UGANDA: Lawyer presents Draft Law to Regulate School Fees, implores MPs to take it up

Lawyer and Human Rights activist Andrew Karamagi; Courtesy Photo

Ugandan Lawyer and human rights activist, Andrew Karamagi, has prepared a draft Bill he says is meant to regulate School Fees and related charges and costs the education service providers in the country impose on learners in the country.

The Bill Supplement, a copy of which is already in print form, seeks to provide for a regulation of tuition, school fees, related charges and costs required by all education service providers that operate under license issued by the Ministry of Education including both government-owned, partially government-owned and private held institutions.

Karamagi’s Bill seeks to establish a coherent payment structure across the country’s learning institutions, eradicate harmful aspects of commercialization of education and reorient education as a social economic imperative that will propel human capital development, which is a strategic development objective.

“Seeing how parents, guardians, & learners are suffering, I’ve prepared a draft Bill for the regulation of tuition, school fees, & related charges. Would like a serious Member of Parliament to adopt & table it. Interested MPs should send me a message. I’ll mail it to you.” Karamagi said.

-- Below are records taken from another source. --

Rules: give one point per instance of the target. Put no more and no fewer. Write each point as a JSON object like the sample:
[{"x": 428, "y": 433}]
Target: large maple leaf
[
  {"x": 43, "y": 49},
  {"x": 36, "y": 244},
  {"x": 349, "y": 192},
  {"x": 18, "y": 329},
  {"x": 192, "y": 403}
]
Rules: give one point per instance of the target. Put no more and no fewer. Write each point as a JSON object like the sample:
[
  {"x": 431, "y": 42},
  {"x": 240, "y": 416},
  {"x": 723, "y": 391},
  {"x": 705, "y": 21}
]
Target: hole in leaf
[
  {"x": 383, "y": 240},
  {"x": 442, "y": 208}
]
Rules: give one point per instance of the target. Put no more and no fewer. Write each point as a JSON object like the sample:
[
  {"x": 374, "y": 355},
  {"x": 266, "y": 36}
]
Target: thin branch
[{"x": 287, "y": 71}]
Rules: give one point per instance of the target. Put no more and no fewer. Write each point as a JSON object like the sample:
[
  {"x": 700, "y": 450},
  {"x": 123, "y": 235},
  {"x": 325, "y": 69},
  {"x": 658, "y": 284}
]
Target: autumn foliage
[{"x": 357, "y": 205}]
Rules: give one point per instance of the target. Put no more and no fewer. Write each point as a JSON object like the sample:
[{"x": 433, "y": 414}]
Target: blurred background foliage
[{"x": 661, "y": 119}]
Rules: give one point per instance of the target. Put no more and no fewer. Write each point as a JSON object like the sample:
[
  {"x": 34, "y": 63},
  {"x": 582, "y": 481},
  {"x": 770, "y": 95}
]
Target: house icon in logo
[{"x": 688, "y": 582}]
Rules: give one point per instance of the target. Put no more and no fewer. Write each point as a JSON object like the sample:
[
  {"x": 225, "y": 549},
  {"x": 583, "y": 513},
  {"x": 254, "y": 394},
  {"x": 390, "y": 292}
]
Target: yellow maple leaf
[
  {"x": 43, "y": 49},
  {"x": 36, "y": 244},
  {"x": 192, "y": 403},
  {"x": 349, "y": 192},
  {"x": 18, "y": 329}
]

In the Bill’s justification, Karamagi argues that at present, education in Uganda has, since it’s privatization in 1993/4, steadily become less of a service but a highly commercialized venture.

“This has distorted public and private incentives for a functional education sector, relegated millions of children to derelict Universal Primary and Universal Secondary Education public-funded option better known as “Bonna Bakone” (worthless education), and encouraged the unregulated proliferation of schools, without benchmarks, less so the implementation of curricula, pedagogies, and other standards.” the draft Bill reads in part.

“The Bill will avert the growing challenges of socioeconomic inequality perpetrated by disparate standards and increasingly unaffordable education” it adds.

He argues, by delimiting the parameters of payments related to learning, the Bill to regulate tuition, school fees, related charges and costs will lay a progressive foundation for holistic, countrywide, and shared human capital development.

The proposed law comes amid public debate on exorbitant school fees and requirements charged by both government and private education institutions in Uganda which points to questions about the affordability and access to the globally-recognized right to education.

As schools in Uganda re-opened for studies on Monday, media reported low turn-up of learners across the country, a trend partly attributed to parents’ failure to meet the required fees and related costs charged by administrators of schools.

Karamagi however says, he is aware his proposed legislation will be fiercely fought by individuals who have interests in the current education sector but he is ready to push it to the end.

“All I need is an assurance that you (the MP) will not sell out. This proposal will be fought hammer and tongs because it threatens a syndicated web of interests.”

“My Bill doesn’t tackle the root cause(s) of the crisis, but it proffers some much-needed reliefs.” Karamagi said.